Are You Marketing Your Venture Effectively?
In my years of consulting I have worked with a wide array of web companies, from the startup to the established, and the common trait amongst them all is that they fear marketing on the web. They are afraid of spending too much money with no return, afraid they will project the wrong image, and afraid that despite all their efforts no one will find them.
It may sound silly, but when you look at the success rate of startup businesses you will realize that these fears are mostly justified. All company owners know they want to market and want to take their product or service to the masses, they just aren’t sure how best to do it. Luckily for them, the basic principles of marketing a new venture are easy and can be effectively done by anyone.
Build the Foundation First
Before looking to drive massive amounts of traffic to your website it is necessary that you build the website itself correctly; throwing up a pre-made Wordpress template will get you nowhere fast. The website’s goals must be defined, followed by proper organization of the content and user experience.
If your primary goal is to have your users sign-up or register you must concisely convey information that shows the visitor why your product or service is useful to them with clear calls to action that direct the user to a simple signup form. If your focus is on ecommerce, making it easier for the user to see, add, and purchase your items becomes the utmost priority while a blog or otherwise content-driven website would best benefit from optimized typography and readability. Your venture is unique and your website experience should reflect such.
Do Your Basic Keyword Research and Implement It
By implementing the most effective on-page SEO, search engines are able to properly list your website in their results pages and drive visitors interested in your market to you. Your first step is to read Google’s on-page SEO guide – this teaches the basics of SEO and allows you to comfortably implement a SEO strategy.

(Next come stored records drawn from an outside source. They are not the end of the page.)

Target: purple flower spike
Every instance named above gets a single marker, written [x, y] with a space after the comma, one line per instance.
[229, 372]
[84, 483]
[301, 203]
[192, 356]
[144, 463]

Using Google’s Keyword Research Tool, you can look up relevant keywords to your venture’s product, service, and industry. By analyzing interchangeable terms (e.g. “USB drives”, “flash drives”, and “thumb drives”), geographic keyword phrases (e.g. “USB Drives in Denver”) and the number of search queries the terms have had, you can define a series of appropriate keywords and phrases you wish to target. Then, by employing this research you can create keyword themed pages using the Title, Meta Description, Header Tags and Body Text to make those pages relevant for a term in the search engines; however, always remember that users come first and SEO second.
Learn Google Analytics
When running any online marketing campaigns it is essential to track what kind of traffic and conversions you are getting as a result. Take the time (or if you don’t have time, find someone) to properly setup Google Analytics for both your website and your marketing campaigns, then make use of UTM tags to track the ROI. Being able to say, “X campaign is working for us, but Y isn’t” is the single most valuable tool you can have when marketing; this keeps your costs down and your conversion rates up.
Start Engaging
With your website and analytics properly setup, you’re officially ready to start driving traffic. Many ventures’ first thought is, “Let’s do social media! We can brand ourselves and go viral! We’ll be huge!” but this is the wrong approach. In most cases, you do want to implement social media into your marketing campaign, but make sure you understand the following before starting:
- You do not control your brand, your customers do.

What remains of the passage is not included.